### Data Science 100 Project

# Classification: Predict a Top 10% Player Based on Characteristics

Author: Rhodelle Lavarias | 77150522

## Introduction

Background: Minecraft is an open-world sandbox game created in 2011 by the company Mojang Studio, which allows players to explore and create, either by themselves or with other players. Having a global player base of millions of people over the world, it has become one of the most recognisable and influential video games of all time. A research group led by Frank Wood in UBC's Computer Science program have created a Minecraft server to record data about players' actions and characteristics as they play on the server. The group wants to study player behaviour as running a large server comes with many challenges with resources. They must efficiently allocate limited resources such as server hardware in order to support the amount of players they have playing. Therefore, they must also target recruitment efforts towards valuable users. Here, we classify valuable users as those who play a significant amount and would accordingly contribute a high quantity of data which would benefit their efforts towards obtaining meaningful data and patterns. To support this effort, the group wants to find out through data how different types of players engage within the game.

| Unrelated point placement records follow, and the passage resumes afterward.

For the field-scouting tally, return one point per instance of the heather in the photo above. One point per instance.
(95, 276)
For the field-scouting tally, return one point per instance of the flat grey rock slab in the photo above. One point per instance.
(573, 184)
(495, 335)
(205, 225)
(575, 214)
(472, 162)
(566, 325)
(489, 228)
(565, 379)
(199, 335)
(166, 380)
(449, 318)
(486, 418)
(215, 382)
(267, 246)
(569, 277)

My project will focus on addressing the second of three broad questions by the group:
We would like to know which "kinds" of players are most likely to contribute a large amount of data so that we can target those players in our recruiting efforts.

To explore this topic, I aim to categorize the top 10% of players based on how many hours they have played and build a classification model to predict whether a player belongs to the top 10% based on demographic and experience data. This could help find patterns in characteristics of players who engage the most and allow the group to accordingly aim their outreach effort towards the right direction.

## Research Question

The question I will investigate is:

**Can we predict whether a player is in the top 10% of total hours played based on their age, gender, and experience level?**

This question will help us to find patterns in player engagement and build a predictive model to predict played hours with k-nn classification within tidymodels.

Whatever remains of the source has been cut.